US Supreme Court rules on armed career criminal law
The United States Supreme Court issued its first opinion of the term this morning. In Logan v. United States, a unanimous opinion authored by Justice Ginsburg, the Court held that a federal armed career criminal law sentencing enhancement provisions applies to an individual who did not ever lost his civil rights. Scotusblog summarizes the opinion as follows:
"The Logan case involved the interpretation of the phrase "civil rights restored" in the federal Armed Career Criminal Act. Those who have been convicted previously of felonies and are then convicted of possessing guns are subject to a maximum sentence of ten years, but that maximum is increased to life for those who have had three prior convictions for violent felonies -- including violent misdemeanors.
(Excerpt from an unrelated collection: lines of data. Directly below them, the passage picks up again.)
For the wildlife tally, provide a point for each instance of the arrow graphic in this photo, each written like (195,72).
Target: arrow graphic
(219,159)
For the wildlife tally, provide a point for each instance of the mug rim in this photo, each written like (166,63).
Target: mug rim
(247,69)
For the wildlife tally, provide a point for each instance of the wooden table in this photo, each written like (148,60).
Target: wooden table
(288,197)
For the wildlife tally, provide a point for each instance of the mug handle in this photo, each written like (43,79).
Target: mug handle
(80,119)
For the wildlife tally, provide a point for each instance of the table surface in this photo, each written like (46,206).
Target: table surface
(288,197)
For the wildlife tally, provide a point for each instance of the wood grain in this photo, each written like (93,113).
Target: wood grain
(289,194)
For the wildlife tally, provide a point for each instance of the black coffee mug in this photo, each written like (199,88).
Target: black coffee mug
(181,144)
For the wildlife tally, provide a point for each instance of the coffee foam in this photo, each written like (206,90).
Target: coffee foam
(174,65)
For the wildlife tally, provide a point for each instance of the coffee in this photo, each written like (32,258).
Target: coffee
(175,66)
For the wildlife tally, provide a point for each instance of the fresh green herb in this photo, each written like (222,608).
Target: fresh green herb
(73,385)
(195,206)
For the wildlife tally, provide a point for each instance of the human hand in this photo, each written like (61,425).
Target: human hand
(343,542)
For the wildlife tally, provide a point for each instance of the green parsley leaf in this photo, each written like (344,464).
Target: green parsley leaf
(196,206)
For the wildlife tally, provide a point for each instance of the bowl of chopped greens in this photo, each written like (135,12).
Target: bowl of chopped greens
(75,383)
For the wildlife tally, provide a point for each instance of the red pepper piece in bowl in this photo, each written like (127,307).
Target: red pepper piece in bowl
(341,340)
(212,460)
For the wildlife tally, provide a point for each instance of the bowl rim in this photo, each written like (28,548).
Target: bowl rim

But Congress exempted from that enhancement feature those who have had their civil rights restored. James D. Logan of Janesville, Wis., was convicted of being a felon posseesing a gun and was sentenced to 15 years in prison, based upon three prior convictions for misdemeanor battery -- a crime that causes no loss of civil rights. Logan argued that convictions that carry no loss of civil rights should be treated the same as those for which rights were lost then later restored. The Court rejected that claim. 'Congress did not include offenders who retained civil righs at all times in its dispensation for offenders whose civil rigths have been restored,' Justice Ginsburg said. 'We are not equipped to say what statutory alteration, if any, Congress would have made had its attention trained on offenders who retained civil rights.' And, she added, the Court cannot 'recast' the law in a way that Congress did not."